The answers to questions like these are far from simple. They are nuanced and context-dependent, but not out of reach. Recently, a group of people who have dedicated their careers to finding those answers convened at the third annual Neuropaz conference in Medellín, Colombia.
One of those people is Andrés Casas, the founder and organizer of Neuropaz, an annual conference in Colombia that explores how the behavioral sciences can promote peace. Casas led this year’s conference with support from local and international organizations, including Comfama, Fundación Corona, UNDP Colombia, and the UN Office of Counter-Terrorism. Across the four-day conference and workshop, researchers, practitioners, and policymakers from within Colombia and around the world came together to share what they’ve learned.
Colombia was a fitting setting for the gathering. After more than 60 years of war between the government and guerrilla and paramilitary groups, a peace deal in 2016 brought a formal end to the conflict.
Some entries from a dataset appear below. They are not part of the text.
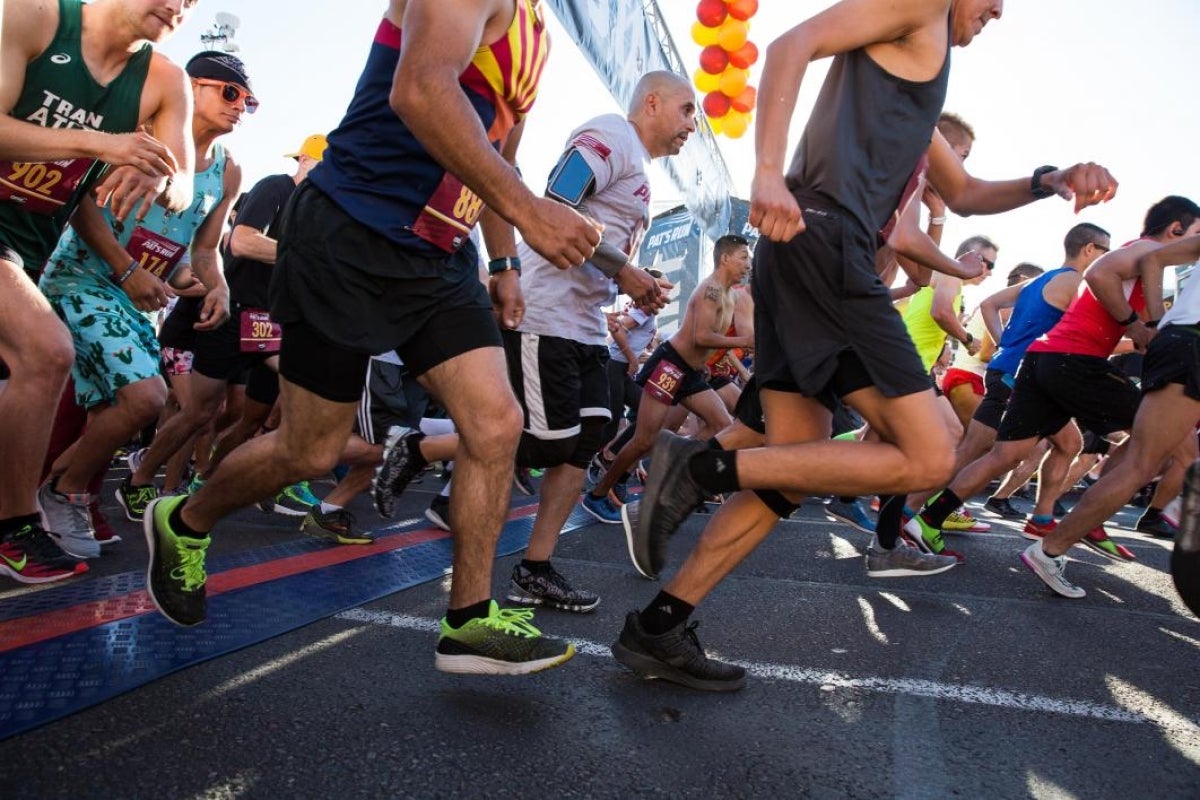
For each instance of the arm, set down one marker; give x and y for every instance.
(1087, 184)
(205, 258)
(441, 37)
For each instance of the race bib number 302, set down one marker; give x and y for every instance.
(41, 187)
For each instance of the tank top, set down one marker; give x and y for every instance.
(159, 242)
(377, 170)
(1031, 317)
(36, 199)
(865, 136)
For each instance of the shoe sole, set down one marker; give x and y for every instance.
(153, 545)
(1032, 566)
(631, 545)
(652, 668)
(466, 665)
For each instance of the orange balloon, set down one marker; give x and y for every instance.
(706, 82)
(732, 35)
(745, 101)
(733, 82)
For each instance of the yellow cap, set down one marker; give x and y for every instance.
(313, 146)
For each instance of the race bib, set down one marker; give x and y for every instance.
(41, 187)
(154, 253)
(664, 383)
(259, 332)
(450, 214)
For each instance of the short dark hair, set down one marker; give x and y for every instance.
(976, 242)
(1024, 271)
(727, 244)
(1083, 235)
(1168, 210)
(951, 125)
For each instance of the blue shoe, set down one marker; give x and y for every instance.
(603, 509)
(851, 513)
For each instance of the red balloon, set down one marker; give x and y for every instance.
(713, 59)
(743, 8)
(712, 12)
(744, 56)
(715, 104)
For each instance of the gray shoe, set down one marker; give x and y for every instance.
(1050, 570)
(904, 561)
(69, 522)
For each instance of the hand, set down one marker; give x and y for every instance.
(1089, 184)
(642, 288)
(141, 151)
(508, 301)
(126, 188)
(215, 310)
(561, 234)
(147, 292)
(773, 209)
(1140, 335)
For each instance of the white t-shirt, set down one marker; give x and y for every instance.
(569, 302)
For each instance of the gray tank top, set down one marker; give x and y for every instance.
(865, 134)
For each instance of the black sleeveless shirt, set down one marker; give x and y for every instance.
(867, 132)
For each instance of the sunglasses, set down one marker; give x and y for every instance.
(232, 94)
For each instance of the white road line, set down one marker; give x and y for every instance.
(1152, 711)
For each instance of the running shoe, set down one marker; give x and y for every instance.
(69, 522)
(1157, 525)
(175, 576)
(960, 522)
(135, 499)
(1035, 531)
(603, 509)
(503, 643)
(670, 497)
(30, 555)
(335, 527)
(1050, 570)
(851, 513)
(676, 656)
(294, 500)
(401, 463)
(1002, 507)
(523, 481)
(1098, 540)
(904, 561)
(105, 533)
(439, 512)
(549, 588)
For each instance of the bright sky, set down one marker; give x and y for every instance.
(1050, 83)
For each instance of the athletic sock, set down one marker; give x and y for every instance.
(940, 507)
(664, 613)
(887, 525)
(460, 617)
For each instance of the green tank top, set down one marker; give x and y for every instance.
(36, 199)
(925, 334)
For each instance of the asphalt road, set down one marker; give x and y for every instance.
(977, 683)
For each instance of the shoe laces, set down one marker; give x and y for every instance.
(190, 570)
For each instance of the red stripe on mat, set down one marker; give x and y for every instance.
(29, 630)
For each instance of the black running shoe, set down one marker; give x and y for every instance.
(401, 463)
(670, 497)
(675, 656)
(551, 589)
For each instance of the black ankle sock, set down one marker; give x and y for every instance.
(460, 617)
(715, 470)
(181, 528)
(664, 613)
(941, 507)
(12, 524)
(887, 527)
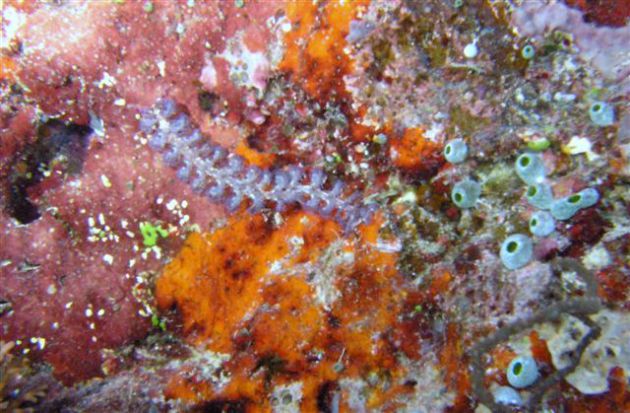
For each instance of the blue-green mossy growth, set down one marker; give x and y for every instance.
(542, 224)
(507, 396)
(530, 168)
(465, 193)
(565, 208)
(522, 372)
(456, 151)
(516, 251)
(601, 114)
(539, 195)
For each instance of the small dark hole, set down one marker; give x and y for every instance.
(532, 191)
(525, 161)
(512, 246)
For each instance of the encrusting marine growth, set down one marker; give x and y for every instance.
(210, 170)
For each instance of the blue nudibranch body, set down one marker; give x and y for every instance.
(209, 169)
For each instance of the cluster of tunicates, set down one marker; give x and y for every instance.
(210, 170)
(466, 192)
(515, 250)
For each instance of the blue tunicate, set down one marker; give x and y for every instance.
(530, 168)
(589, 197)
(507, 396)
(539, 195)
(465, 193)
(528, 52)
(516, 251)
(456, 151)
(602, 114)
(522, 372)
(542, 224)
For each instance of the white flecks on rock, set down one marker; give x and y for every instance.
(611, 349)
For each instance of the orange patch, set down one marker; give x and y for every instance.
(256, 294)
(413, 151)
(253, 157)
(7, 68)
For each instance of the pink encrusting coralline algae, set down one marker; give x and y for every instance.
(221, 176)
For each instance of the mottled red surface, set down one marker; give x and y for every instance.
(69, 49)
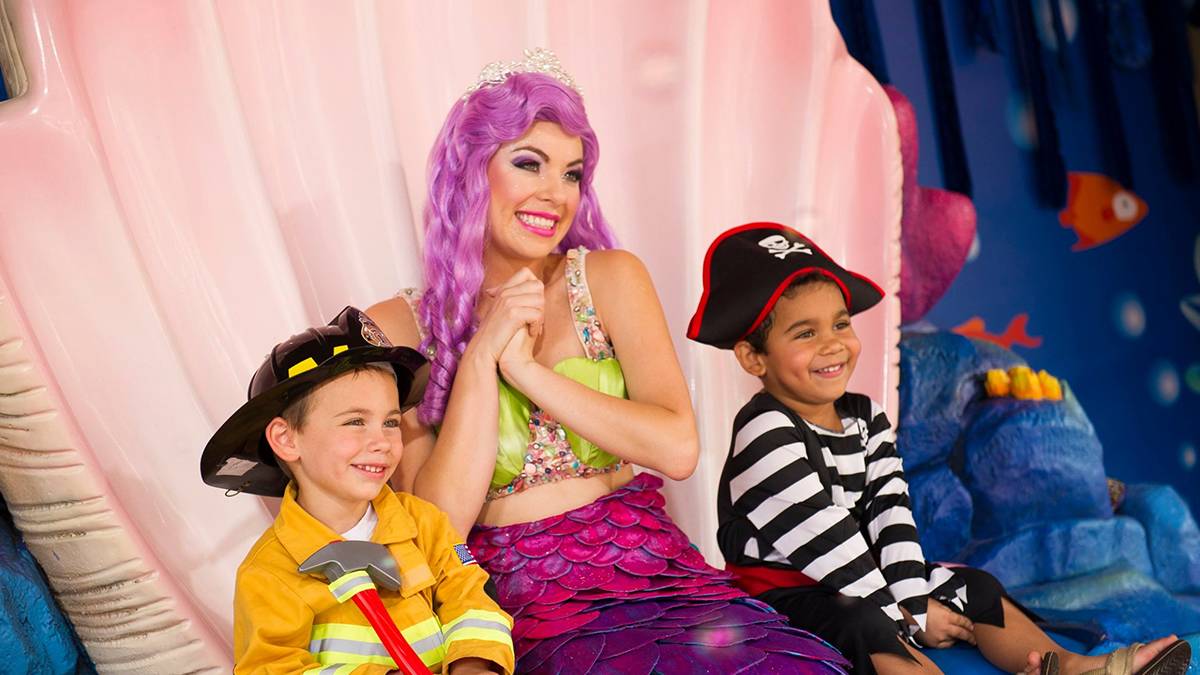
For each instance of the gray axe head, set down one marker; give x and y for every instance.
(341, 557)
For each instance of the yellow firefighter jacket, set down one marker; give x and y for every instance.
(287, 622)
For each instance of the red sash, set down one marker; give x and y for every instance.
(757, 579)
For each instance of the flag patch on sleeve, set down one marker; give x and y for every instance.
(463, 554)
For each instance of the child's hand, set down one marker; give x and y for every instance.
(473, 667)
(943, 627)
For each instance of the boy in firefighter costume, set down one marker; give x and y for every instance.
(324, 411)
(813, 508)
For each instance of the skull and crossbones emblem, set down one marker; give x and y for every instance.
(781, 248)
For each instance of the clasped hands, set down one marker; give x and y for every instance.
(511, 320)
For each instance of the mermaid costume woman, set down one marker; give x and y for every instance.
(615, 586)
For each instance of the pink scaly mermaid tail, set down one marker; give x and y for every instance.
(616, 586)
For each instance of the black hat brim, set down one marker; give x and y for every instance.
(238, 457)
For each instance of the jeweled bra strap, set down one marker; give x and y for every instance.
(583, 312)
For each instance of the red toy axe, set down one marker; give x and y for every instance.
(353, 568)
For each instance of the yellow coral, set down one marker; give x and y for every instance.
(997, 383)
(1026, 386)
(1021, 382)
(1050, 387)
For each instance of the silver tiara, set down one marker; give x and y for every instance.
(537, 60)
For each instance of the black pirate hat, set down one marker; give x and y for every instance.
(238, 457)
(748, 268)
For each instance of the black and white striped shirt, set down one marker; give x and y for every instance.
(833, 505)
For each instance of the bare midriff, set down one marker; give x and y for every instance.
(552, 499)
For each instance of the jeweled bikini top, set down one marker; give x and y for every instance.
(533, 447)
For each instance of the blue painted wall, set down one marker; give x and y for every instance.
(1109, 317)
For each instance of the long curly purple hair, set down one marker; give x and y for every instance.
(456, 210)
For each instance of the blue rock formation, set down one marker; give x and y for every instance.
(941, 507)
(1018, 488)
(940, 377)
(1173, 535)
(1032, 461)
(1062, 549)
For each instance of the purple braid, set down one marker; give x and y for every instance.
(456, 210)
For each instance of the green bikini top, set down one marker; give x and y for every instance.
(533, 447)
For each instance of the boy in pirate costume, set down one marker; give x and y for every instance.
(324, 411)
(814, 512)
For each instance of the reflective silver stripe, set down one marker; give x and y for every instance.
(333, 669)
(480, 623)
(426, 644)
(348, 646)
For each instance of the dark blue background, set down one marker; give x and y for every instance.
(1024, 261)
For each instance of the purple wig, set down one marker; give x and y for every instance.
(456, 210)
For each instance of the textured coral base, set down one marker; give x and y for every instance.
(616, 587)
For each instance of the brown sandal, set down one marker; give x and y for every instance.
(1049, 663)
(1171, 661)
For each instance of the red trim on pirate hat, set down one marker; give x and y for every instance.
(749, 267)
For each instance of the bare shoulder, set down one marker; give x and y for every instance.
(395, 317)
(613, 273)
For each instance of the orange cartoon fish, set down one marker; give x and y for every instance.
(1012, 335)
(1099, 209)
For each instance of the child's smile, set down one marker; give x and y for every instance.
(348, 446)
(811, 352)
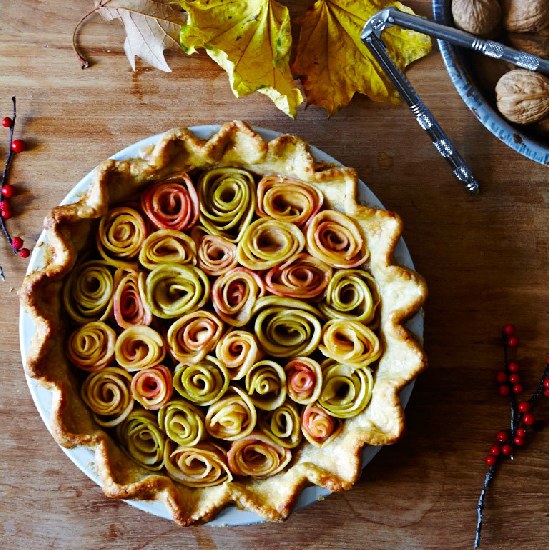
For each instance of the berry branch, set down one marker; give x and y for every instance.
(521, 417)
(7, 191)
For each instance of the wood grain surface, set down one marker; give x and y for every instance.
(485, 260)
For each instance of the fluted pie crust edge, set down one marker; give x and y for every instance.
(337, 465)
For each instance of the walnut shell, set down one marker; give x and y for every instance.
(525, 15)
(522, 96)
(479, 17)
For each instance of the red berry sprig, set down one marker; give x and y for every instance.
(7, 191)
(521, 416)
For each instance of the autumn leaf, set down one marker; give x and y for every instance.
(334, 64)
(250, 40)
(151, 26)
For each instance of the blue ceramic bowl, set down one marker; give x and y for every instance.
(457, 61)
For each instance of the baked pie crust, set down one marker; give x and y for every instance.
(337, 464)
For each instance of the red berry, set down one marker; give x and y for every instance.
(513, 342)
(18, 145)
(502, 436)
(17, 243)
(513, 367)
(8, 191)
(507, 450)
(502, 377)
(490, 460)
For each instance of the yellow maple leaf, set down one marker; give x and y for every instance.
(250, 40)
(334, 64)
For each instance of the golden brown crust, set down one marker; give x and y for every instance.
(335, 466)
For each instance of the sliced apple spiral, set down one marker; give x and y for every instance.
(288, 200)
(234, 295)
(346, 390)
(172, 204)
(182, 422)
(282, 425)
(286, 327)
(152, 388)
(266, 385)
(129, 306)
(173, 290)
(304, 380)
(336, 239)
(138, 348)
(108, 395)
(194, 335)
(88, 291)
(92, 346)
(350, 343)
(351, 294)
(203, 465)
(142, 439)
(232, 417)
(167, 246)
(227, 199)
(203, 383)
(258, 456)
(303, 276)
(318, 427)
(121, 234)
(267, 242)
(238, 350)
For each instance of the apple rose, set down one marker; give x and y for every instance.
(267, 242)
(304, 380)
(318, 427)
(152, 387)
(129, 306)
(336, 239)
(203, 465)
(286, 327)
(167, 246)
(282, 425)
(121, 234)
(238, 350)
(349, 343)
(203, 383)
(232, 417)
(173, 290)
(351, 294)
(92, 346)
(182, 422)
(266, 385)
(288, 200)
(303, 277)
(346, 390)
(234, 295)
(172, 204)
(88, 291)
(108, 395)
(258, 456)
(142, 439)
(138, 348)
(227, 199)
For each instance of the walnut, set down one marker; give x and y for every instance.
(522, 96)
(525, 15)
(480, 17)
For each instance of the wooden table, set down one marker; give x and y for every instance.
(485, 261)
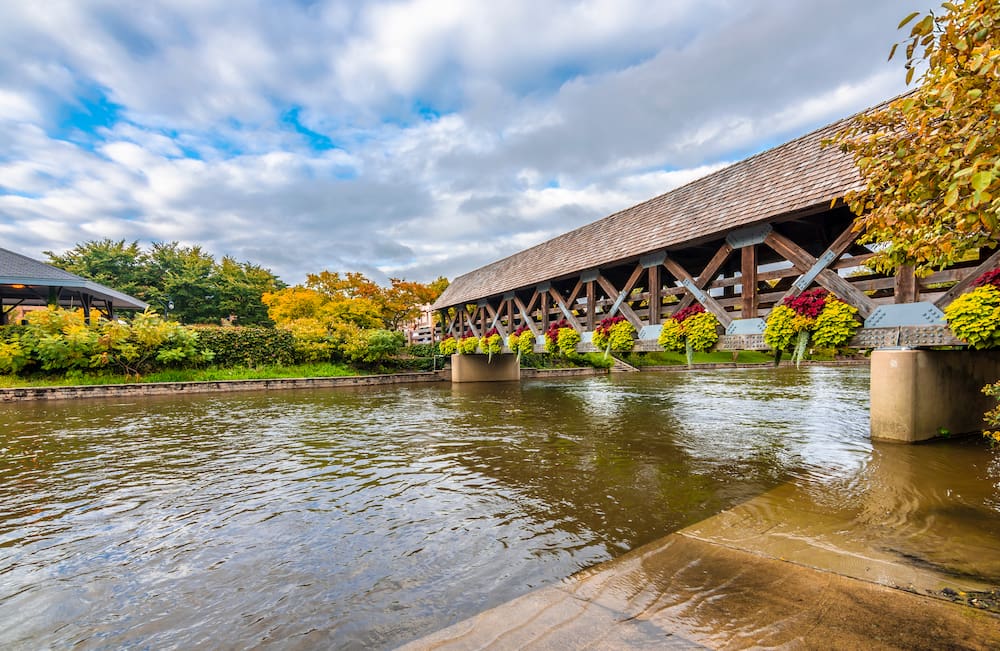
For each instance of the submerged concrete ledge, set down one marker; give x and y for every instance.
(682, 593)
(581, 371)
(213, 386)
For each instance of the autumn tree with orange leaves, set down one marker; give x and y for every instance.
(930, 159)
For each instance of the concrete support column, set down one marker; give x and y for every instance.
(479, 368)
(920, 394)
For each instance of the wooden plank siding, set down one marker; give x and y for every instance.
(788, 228)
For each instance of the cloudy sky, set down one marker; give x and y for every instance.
(407, 138)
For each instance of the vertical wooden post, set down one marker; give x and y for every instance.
(907, 290)
(748, 271)
(653, 285)
(591, 307)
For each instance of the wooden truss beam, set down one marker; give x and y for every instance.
(567, 313)
(989, 263)
(526, 314)
(707, 274)
(695, 292)
(807, 264)
(623, 307)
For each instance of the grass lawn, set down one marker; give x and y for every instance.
(185, 375)
(667, 358)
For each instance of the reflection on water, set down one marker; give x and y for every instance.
(366, 518)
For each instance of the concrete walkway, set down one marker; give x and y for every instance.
(773, 572)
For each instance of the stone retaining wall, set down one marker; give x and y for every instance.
(532, 373)
(709, 367)
(176, 388)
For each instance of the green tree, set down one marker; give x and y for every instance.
(113, 263)
(240, 288)
(930, 159)
(200, 289)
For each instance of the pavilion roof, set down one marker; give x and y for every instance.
(21, 277)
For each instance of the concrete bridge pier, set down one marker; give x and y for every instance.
(921, 394)
(480, 368)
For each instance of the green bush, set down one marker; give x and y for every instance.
(567, 341)
(248, 347)
(59, 340)
(375, 346)
(448, 346)
(974, 317)
(835, 325)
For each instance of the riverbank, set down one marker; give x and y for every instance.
(218, 386)
(77, 391)
(764, 574)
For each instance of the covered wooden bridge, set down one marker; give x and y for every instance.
(737, 241)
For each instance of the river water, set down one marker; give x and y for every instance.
(365, 518)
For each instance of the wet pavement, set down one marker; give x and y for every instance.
(776, 571)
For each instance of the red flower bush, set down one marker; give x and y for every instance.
(988, 278)
(552, 334)
(605, 325)
(808, 304)
(690, 310)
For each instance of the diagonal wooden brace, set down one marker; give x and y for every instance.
(568, 313)
(526, 315)
(945, 299)
(496, 323)
(707, 275)
(806, 263)
(623, 307)
(696, 292)
(471, 320)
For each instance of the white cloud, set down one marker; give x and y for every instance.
(291, 134)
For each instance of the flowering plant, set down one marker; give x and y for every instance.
(491, 343)
(691, 329)
(522, 341)
(561, 338)
(468, 344)
(448, 346)
(817, 314)
(615, 334)
(974, 316)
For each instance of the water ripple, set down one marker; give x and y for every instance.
(365, 518)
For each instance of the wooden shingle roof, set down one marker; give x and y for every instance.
(792, 177)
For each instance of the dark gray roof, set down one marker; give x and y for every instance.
(796, 176)
(17, 269)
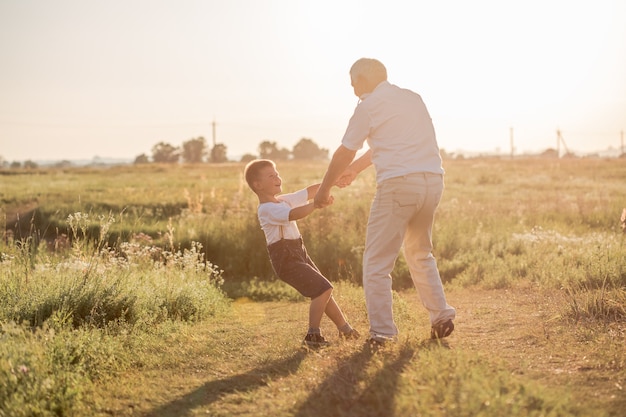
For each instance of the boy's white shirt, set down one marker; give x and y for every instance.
(274, 215)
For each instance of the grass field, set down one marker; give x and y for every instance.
(147, 291)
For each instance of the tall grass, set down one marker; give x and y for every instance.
(67, 319)
(97, 259)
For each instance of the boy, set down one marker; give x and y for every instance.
(277, 215)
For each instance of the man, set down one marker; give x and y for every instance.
(409, 176)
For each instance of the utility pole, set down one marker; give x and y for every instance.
(213, 128)
(558, 143)
(559, 140)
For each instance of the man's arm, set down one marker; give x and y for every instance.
(338, 164)
(354, 169)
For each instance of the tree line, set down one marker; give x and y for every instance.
(196, 150)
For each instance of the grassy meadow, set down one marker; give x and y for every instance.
(117, 282)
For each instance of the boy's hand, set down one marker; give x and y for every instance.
(320, 202)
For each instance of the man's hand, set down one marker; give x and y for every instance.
(322, 201)
(346, 178)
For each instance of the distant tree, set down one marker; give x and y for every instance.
(30, 164)
(218, 153)
(269, 150)
(165, 153)
(194, 150)
(248, 157)
(141, 159)
(307, 149)
(63, 164)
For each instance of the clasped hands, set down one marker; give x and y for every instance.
(324, 199)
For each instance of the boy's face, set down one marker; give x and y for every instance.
(268, 181)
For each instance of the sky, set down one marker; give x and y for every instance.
(111, 79)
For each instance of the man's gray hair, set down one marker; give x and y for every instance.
(369, 68)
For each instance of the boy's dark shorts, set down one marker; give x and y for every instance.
(293, 266)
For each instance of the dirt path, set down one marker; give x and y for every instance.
(254, 350)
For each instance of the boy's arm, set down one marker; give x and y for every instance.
(312, 190)
(301, 212)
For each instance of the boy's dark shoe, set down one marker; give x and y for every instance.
(378, 342)
(315, 341)
(441, 330)
(351, 335)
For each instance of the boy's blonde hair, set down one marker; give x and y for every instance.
(252, 169)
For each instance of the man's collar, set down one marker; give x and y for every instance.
(381, 84)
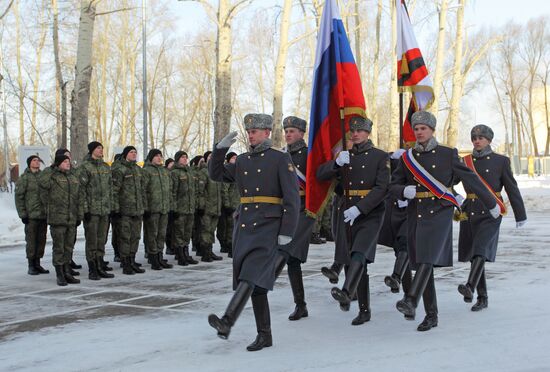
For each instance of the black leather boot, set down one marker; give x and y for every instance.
(407, 305)
(60, 275)
(332, 272)
(430, 306)
(92, 271)
(353, 276)
(68, 276)
(188, 257)
(32, 268)
(363, 296)
(234, 308)
(263, 323)
(100, 270)
(163, 262)
(482, 298)
(297, 285)
(134, 265)
(467, 290)
(401, 264)
(39, 268)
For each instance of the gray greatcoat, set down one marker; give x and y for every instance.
(368, 170)
(263, 171)
(429, 220)
(479, 233)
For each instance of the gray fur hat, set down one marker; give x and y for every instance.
(258, 121)
(423, 117)
(294, 122)
(360, 123)
(482, 130)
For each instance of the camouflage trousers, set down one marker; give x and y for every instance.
(63, 239)
(155, 232)
(129, 233)
(182, 230)
(95, 232)
(35, 237)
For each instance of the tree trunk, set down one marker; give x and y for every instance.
(80, 96)
(440, 56)
(280, 67)
(454, 113)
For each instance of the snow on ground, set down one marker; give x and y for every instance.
(157, 320)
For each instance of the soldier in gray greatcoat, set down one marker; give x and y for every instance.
(368, 179)
(295, 253)
(429, 219)
(266, 217)
(478, 237)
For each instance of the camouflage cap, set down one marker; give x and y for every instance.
(423, 117)
(294, 122)
(482, 130)
(360, 123)
(258, 121)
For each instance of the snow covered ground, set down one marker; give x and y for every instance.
(157, 320)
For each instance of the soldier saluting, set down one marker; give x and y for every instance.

It was a significant step for the peace builders who had spent years dedicated to the cause. But their work was far from over. Since then, they’ve been working to ensure that the declaration of peace translates to peace in practice. Neuropaz is part of that ongoing mission.
During the conference, I spoke with eight of the local and international experts who have worked on conflicts in Latin America, Africa, the Middle East, and the U.S. and U.K. These are behavioral scientists who have convinced members of al-Qaeda to have their brains scanned in an fMRI machine, consulted with decision-makers on the ground in South Sudan in the years leading up to independence, and provided a platform for former guerrilla combatants and their victims to share their stories together.
Below are their reflections on the questions that define their work, the answers they’ve found so far, and their aspirations for what’s yet to come.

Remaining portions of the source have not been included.